When asked if he’d considered selling the development, Ottoborgo said his team has considered all financing options, including bringing in larger-scale partners, but he said complexities valuing the land halted any progress in those conversations.
As the town awaits the presumptive return of construction crews, officials also asked Ottoborgo to tidy the site so it’s not such an eyesore for residents and visitors. There was also some discussion about adding language to the updated development agreement that would require the developers to remove the crane if it’s not in use within the next few months.
“We do understand that we need to sign this development extension for you to get financing,” council member Brad Bailey said. “… (Do) whatever you can do to help us just so we can go to our constituents and say, ‘Hey, look what they’re doing. It’s cleaning up.’ … We’re under some pressure to get that site cleaned up and get it moved on with limited options, other than just letting you know that we’re frustrated.”
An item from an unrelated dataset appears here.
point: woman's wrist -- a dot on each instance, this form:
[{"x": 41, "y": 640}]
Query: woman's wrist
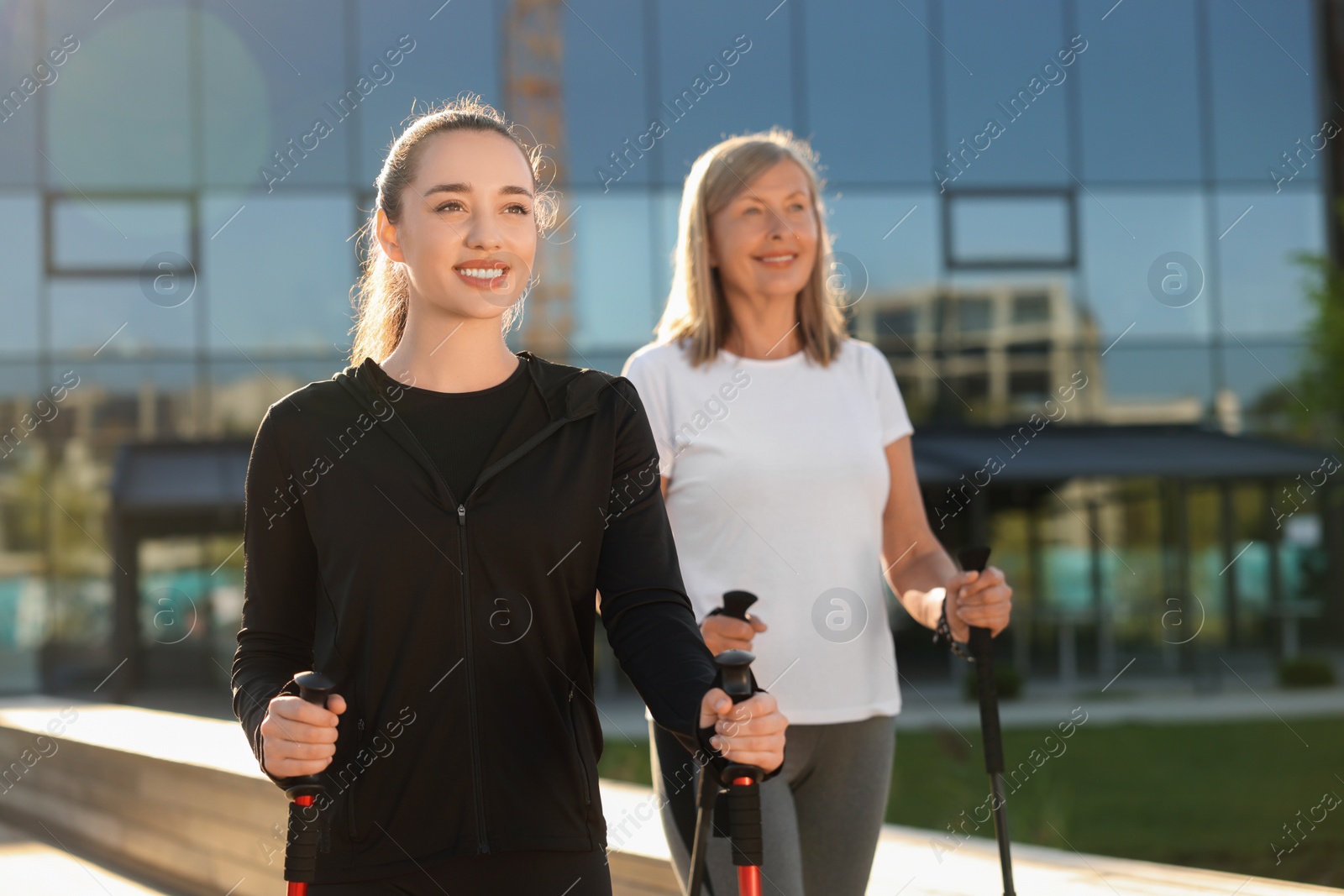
[{"x": 936, "y": 600}]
Ottoborgo said Monday that he’s begun coordinating with his team to clean up the site and said he plans to update the fencing around the plot with something more visually appealing.
Once completed, Uptown 240 will feature 80 condominiums in addition to ground-floor restaurant and retail space, resident gathering spaces and other amenities. Ottoborgo said more than 60% of the units are already under contract.
Ottoborgo thanked the town for its patience and willingness to work through the process with him and his team, and he promised that the efforts wouldn’t be in vain.
“This has been, obviously, unexpected at every turn and has gone much longer than any of us had anticipated,” Ottoborgo said. “… We’re going to get there. We’re going to finish.”